Nach drei Tagen Aufenthalt in der Hauptstadt Schwedens ging es VFR weiter ins Landesinnere, wo nach mehrtägigem regenreichen Wetter der Boden entsprechend aufgeweicht war - ideale Bedingungen also, um das Spezialfahrwerk zu testen. Die erste Zwischenlandung wurde konsequenterweise auf einem direkt am Wasser gelegenen Flugfeld (Nähe Arbrå) durchgeführt. Erwartungsgemäß wären die Bedingungen hier für herkömmliche Flugzeuge dieser Bauart wohl eher schon grenzwertig gewesen, vor allem was die verfügbare Bahnlänge in Kombination mit dem leicht sumpfigen Untergrund anging
Wie sich zeigte, konnten nun die Vorteile der großen Niederdruckräder voll ausgespielt und der Flug problemlos und sicher nach Nordwesten fortgesetzt werden. Über die von Seen und Flüssen durchzogenen endlosen Wälder Mittelschwedens führte der Weg über einige mehr oder weniger als solche erkennbare Flugplätze nach Östersund, wo die mit Long-Range Tanks versehene Maschine wieder vollgetankt wurde.

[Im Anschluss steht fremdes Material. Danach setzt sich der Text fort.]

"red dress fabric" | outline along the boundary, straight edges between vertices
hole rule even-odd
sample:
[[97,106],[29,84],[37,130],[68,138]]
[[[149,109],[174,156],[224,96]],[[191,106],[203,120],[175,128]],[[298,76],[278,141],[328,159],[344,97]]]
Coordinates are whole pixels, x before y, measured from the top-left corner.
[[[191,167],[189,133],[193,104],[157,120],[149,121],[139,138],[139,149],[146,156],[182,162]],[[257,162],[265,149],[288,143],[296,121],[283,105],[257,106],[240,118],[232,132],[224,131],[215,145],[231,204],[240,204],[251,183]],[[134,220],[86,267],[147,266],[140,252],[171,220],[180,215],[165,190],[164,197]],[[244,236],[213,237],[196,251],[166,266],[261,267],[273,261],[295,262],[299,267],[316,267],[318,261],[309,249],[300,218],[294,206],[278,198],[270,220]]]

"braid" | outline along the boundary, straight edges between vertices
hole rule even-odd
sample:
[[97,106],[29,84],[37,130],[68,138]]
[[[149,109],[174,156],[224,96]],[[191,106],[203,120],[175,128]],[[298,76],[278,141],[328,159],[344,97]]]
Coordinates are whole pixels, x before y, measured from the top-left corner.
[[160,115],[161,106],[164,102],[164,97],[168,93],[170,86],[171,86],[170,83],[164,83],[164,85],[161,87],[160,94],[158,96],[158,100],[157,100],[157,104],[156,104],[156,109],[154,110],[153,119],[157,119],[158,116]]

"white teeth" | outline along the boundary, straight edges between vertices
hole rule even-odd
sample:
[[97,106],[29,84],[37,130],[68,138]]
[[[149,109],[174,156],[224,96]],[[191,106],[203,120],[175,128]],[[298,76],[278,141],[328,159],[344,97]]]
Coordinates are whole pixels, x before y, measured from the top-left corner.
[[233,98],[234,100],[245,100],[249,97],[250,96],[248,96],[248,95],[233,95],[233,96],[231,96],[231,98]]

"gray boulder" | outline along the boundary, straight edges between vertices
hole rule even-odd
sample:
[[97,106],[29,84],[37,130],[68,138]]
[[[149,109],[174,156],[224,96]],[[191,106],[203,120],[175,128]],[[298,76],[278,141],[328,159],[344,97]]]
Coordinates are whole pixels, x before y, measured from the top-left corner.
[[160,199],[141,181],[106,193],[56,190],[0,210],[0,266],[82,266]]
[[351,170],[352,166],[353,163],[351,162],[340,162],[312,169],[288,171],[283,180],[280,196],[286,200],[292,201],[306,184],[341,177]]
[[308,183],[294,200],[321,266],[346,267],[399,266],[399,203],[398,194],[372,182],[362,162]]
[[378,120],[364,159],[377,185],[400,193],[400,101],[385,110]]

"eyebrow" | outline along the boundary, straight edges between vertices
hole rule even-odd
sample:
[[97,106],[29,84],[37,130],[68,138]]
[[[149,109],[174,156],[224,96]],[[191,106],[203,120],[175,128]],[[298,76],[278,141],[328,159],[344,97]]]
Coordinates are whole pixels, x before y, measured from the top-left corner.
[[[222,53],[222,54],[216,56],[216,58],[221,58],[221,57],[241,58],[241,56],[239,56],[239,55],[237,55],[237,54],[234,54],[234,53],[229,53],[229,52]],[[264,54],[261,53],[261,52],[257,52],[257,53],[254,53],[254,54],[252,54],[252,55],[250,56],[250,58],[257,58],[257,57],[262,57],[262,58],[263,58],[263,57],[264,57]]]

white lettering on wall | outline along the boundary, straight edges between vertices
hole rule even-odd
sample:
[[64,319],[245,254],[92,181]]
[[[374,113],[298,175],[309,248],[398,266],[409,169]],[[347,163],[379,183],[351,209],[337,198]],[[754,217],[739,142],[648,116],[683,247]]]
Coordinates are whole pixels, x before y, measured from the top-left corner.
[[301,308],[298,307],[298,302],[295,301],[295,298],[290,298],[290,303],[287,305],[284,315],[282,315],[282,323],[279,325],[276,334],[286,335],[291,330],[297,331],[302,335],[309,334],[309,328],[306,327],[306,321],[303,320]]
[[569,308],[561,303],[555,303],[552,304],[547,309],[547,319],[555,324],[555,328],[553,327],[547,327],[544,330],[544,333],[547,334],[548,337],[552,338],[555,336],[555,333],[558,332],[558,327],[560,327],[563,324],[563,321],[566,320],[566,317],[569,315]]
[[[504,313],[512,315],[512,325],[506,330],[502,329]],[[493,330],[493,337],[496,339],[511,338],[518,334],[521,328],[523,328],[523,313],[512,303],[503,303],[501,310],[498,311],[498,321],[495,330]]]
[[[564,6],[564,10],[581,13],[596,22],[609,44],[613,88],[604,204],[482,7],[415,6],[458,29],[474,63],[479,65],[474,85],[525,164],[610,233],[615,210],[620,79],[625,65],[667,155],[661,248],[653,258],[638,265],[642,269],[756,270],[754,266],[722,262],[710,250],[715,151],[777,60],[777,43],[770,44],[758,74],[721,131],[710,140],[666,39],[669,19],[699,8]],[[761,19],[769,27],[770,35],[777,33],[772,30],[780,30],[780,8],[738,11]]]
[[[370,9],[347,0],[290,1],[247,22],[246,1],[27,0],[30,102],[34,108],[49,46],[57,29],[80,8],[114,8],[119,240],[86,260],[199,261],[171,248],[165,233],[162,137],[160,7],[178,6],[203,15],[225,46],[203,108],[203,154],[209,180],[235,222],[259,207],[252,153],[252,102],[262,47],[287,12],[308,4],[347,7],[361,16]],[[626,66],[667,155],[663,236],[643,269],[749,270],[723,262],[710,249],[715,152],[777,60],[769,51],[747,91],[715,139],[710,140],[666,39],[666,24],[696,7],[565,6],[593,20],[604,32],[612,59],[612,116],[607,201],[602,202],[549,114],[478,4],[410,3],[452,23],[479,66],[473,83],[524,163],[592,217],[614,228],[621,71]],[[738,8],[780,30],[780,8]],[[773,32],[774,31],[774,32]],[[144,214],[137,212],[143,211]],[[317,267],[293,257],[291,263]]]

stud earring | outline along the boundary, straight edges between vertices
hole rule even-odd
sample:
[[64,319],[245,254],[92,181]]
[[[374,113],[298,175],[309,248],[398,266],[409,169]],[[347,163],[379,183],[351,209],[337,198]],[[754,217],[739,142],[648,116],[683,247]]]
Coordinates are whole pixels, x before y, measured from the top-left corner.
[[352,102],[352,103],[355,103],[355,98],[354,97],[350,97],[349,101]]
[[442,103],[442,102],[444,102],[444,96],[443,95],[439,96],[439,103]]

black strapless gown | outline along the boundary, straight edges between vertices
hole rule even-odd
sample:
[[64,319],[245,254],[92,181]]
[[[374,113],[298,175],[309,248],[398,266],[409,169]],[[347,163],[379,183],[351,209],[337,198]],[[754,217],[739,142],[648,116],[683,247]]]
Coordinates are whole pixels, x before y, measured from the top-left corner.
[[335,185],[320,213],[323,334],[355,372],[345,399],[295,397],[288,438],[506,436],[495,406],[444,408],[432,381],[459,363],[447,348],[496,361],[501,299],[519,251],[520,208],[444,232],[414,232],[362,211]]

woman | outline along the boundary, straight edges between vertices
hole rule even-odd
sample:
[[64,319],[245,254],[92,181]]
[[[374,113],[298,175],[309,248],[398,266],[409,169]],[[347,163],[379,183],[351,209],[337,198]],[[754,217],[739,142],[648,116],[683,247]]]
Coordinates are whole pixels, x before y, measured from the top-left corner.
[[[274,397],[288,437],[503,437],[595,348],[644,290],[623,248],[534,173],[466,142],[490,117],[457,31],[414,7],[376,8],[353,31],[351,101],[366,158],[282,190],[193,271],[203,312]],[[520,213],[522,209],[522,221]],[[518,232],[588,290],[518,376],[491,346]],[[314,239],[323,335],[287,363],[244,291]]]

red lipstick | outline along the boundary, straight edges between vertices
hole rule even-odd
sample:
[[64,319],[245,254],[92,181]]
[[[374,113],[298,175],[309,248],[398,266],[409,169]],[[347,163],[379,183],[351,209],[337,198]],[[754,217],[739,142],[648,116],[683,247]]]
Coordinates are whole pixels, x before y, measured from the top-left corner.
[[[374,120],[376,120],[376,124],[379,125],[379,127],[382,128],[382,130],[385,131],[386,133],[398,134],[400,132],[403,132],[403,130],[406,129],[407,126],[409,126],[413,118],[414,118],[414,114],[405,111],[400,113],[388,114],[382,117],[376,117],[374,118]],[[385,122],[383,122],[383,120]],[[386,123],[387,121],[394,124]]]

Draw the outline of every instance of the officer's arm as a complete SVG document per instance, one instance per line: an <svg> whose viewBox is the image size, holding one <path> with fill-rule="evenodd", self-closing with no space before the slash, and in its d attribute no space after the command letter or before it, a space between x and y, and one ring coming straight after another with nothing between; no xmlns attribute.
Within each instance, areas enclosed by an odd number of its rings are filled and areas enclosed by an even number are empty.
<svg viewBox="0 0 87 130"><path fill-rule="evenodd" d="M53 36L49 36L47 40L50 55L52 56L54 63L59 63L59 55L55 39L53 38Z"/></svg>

Am selben Tag noch ging es weiter nach Tromsø in Norwegen. Da die Wettervorhersage mit einer stationären Front über dem Gebirge inklusive eingelagerter Gewitter weiter im Norden einen VFR-Flug (Sichtflug) unmöglich machte, wurde kurzerhand ein IFR-Flugplan (Instrumentenflug) aufgegeben, um kurze Zeit später in Richtung norwegische Küste auf FL130 zu steigen. Die DA40 „Tundra“ wurde somit vom robusten Expeditionsflugzeug unmittelbar zur komfortablen Reisemaschine.

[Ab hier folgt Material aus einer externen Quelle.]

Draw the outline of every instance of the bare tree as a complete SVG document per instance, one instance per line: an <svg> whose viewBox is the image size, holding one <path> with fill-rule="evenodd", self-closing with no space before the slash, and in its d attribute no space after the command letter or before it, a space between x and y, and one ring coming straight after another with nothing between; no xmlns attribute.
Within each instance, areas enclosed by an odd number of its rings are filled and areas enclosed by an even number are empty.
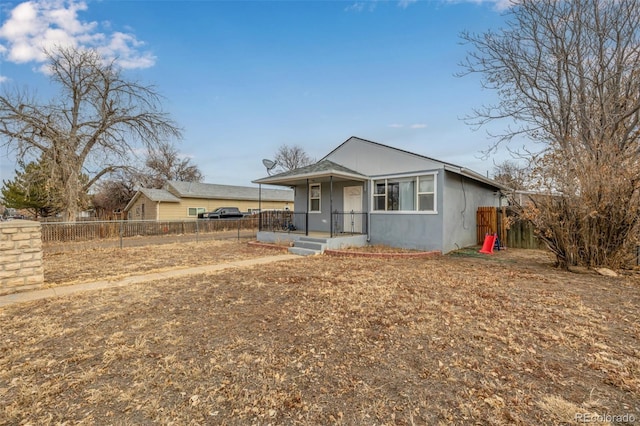
<svg viewBox="0 0 640 426"><path fill-rule="evenodd" d="M141 182L149 188L161 188L169 180L202 182L204 178L198 166L169 143L150 149L145 165Z"/></svg>
<svg viewBox="0 0 640 426"><path fill-rule="evenodd" d="M531 188L532 174L528 163L505 160L493 167L493 180L503 184L510 205L521 204L523 196Z"/></svg>
<svg viewBox="0 0 640 426"><path fill-rule="evenodd" d="M315 163L315 160L305 152L299 145L281 145L274 158L278 164L278 169L282 171L299 169Z"/></svg>
<svg viewBox="0 0 640 426"><path fill-rule="evenodd" d="M124 176L101 179L94 188L91 203L102 219L119 218L115 213L124 210L136 193L135 183Z"/></svg>
<svg viewBox="0 0 640 426"><path fill-rule="evenodd" d="M538 190L523 214L558 264L620 266L640 210L640 3L520 0L505 29L462 34L465 73L499 95L473 124L515 124L498 143L539 142Z"/></svg>
<svg viewBox="0 0 640 426"><path fill-rule="evenodd" d="M493 180L514 191L529 187L529 175L528 167L515 161L505 160L493 167Z"/></svg>
<svg viewBox="0 0 640 426"><path fill-rule="evenodd" d="M51 162L52 178L63 191L64 218L74 221L82 195L126 165L134 148L180 137L180 130L161 111L153 86L127 79L96 51L60 48L47 56L59 95L38 103L25 91L6 91L0 96L0 137L19 158L39 152ZM87 182L80 179L83 173Z"/></svg>

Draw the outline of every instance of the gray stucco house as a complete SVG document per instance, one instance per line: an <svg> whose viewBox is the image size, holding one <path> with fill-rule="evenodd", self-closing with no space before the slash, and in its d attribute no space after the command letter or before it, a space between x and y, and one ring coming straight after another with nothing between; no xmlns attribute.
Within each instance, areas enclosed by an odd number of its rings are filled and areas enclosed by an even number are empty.
<svg viewBox="0 0 640 426"><path fill-rule="evenodd" d="M499 206L503 189L464 167L358 137L315 164L254 183L295 194L285 218L265 216L259 240L285 231L293 240L321 238L322 249L368 243L442 253L477 244L476 211Z"/></svg>

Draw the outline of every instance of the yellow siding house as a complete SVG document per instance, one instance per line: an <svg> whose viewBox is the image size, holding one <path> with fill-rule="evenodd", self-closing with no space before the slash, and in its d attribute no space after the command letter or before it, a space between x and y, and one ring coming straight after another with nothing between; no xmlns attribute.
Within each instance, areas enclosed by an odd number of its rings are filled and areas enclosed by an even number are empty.
<svg viewBox="0 0 640 426"><path fill-rule="evenodd" d="M140 188L124 211L129 220L184 220L218 207L293 209L293 190L169 181L163 189Z"/></svg>

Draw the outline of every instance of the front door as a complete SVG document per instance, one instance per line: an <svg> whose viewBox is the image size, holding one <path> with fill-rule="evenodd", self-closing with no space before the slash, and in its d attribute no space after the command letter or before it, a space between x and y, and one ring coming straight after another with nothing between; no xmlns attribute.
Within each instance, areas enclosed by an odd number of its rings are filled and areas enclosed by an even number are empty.
<svg viewBox="0 0 640 426"><path fill-rule="evenodd" d="M346 233L362 233L362 187L361 186L345 186L344 187L344 220L342 224L342 232Z"/></svg>

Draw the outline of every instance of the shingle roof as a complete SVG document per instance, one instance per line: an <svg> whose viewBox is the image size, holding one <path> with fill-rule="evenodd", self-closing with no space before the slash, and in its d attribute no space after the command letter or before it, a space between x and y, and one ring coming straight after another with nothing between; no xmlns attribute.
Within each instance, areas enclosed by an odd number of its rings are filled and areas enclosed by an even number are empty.
<svg viewBox="0 0 640 426"><path fill-rule="evenodd" d="M356 180L366 180L368 178L362 173L341 166L340 164L334 163L333 161L320 160L317 163L311 164L309 166L278 173L266 178L255 180L254 182L275 185L288 185L291 182L294 182L296 179L321 178L327 176L340 176L342 178Z"/></svg>
<svg viewBox="0 0 640 426"><path fill-rule="evenodd" d="M300 167L298 169L293 169L286 172L278 173L278 174L272 175L271 177L281 178L281 177L287 177L287 176L308 175L308 174L315 174L315 173L322 173L322 172L329 172L329 171L346 173L351 175L359 175L359 176L362 176L363 178L366 178L366 176L363 175L362 173L358 173L354 170L348 169L330 160L321 160L309 166Z"/></svg>
<svg viewBox="0 0 640 426"><path fill-rule="evenodd" d="M142 192L151 201L163 201L167 203L179 203L180 199L167 191L166 189L140 188Z"/></svg>
<svg viewBox="0 0 640 426"><path fill-rule="evenodd" d="M153 188L140 188L133 198L129 200L124 208L124 211L129 211L133 204L140 198L140 195L144 195L151 201L165 202L165 203L179 203L180 199L167 191L166 189L153 189Z"/></svg>
<svg viewBox="0 0 640 426"><path fill-rule="evenodd" d="M259 188L248 186L217 185L213 183L169 181L167 186L183 198L219 198L227 200L257 200ZM293 202L293 191L289 189L262 189L263 201Z"/></svg>

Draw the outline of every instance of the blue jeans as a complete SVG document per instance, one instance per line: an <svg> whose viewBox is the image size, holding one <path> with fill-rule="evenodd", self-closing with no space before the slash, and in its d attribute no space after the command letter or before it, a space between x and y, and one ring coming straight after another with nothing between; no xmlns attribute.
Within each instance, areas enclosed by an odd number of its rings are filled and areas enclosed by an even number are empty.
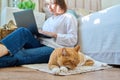
<svg viewBox="0 0 120 80"><path fill-rule="evenodd" d="M0 41L9 50L8 55L0 57L0 67L23 64L46 63L54 50L45 46L26 28L18 28Z"/></svg>

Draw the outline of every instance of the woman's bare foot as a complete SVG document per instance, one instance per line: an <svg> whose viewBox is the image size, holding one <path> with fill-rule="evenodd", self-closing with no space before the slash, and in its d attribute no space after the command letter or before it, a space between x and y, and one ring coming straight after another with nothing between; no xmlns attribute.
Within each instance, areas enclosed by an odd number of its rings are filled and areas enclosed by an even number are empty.
<svg viewBox="0 0 120 80"><path fill-rule="evenodd" d="M5 56L7 54L8 54L8 49L3 44L0 44L0 57Z"/></svg>

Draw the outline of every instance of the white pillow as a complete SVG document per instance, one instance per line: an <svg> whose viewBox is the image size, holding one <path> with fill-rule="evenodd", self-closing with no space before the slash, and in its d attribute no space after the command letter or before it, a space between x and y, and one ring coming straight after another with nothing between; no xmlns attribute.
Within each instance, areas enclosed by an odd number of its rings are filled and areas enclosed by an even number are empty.
<svg viewBox="0 0 120 80"><path fill-rule="evenodd" d="M34 15L37 27L39 29L43 26L43 23L45 21L45 13L34 11Z"/></svg>
<svg viewBox="0 0 120 80"><path fill-rule="evenodd" d="M48 19L53 15L47 7L43 7L43 12L45 13L45 19Z"/></svg>

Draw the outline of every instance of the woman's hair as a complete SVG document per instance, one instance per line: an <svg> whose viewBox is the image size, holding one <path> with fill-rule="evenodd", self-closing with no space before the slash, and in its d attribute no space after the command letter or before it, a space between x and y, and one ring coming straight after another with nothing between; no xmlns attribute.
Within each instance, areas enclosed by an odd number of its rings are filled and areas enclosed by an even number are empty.
<svg viewBox="0 0 120 80"><path fill-rule="evenodd" d="M59 5L61 9L63 9L65 12L67 11L67 5L65 3L65 0L53 0L55 4Z"/></svg>

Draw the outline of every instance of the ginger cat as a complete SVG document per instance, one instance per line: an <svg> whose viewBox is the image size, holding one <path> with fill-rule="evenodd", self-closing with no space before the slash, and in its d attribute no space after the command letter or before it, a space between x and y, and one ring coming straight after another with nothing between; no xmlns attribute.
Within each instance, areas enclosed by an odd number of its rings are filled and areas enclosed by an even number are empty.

Das voll integrierte Avioniksystem G1000 plus Garmin GFC700 Autopilot, welches über alle Annehmlichkeiten eines modernen Glas-Cockpits nach neuestem Stand der Technik (Synthetic Vision, Stormscope uvm.) verfügt ließen den ca. 600nm langen Flug entsprechend entspannt verlaufen. Wiederholtes Anpassen der Flughöhe (FL 90 – FL 150) ermöglichte ein Durchfliegen der Front ohne nennenswerte Beeinträchtigungen, nur leider war von der beeindruckenden Küste Norwegens nur hin- und wieder etwas zu sehen. Nach ca. 4,5h Flugzeit war Tromsø erreicht, wo wieder bessere Wetter- und um diese Jahreszeit rund um die Uhr Tagesbedingungen herrschten. Der Gesamtverbrauch für diesen Flugabschnitt betrug gerade einmal 89l Diesel, der Tank war damit erst knapp zwei Drittel leer geflogen. Trotzdem wurde wieder voll getankt, da als nächstes das Nordkap und die Durchquerung Finnlands ohne weiteren Tankstop auf dem Programm standen.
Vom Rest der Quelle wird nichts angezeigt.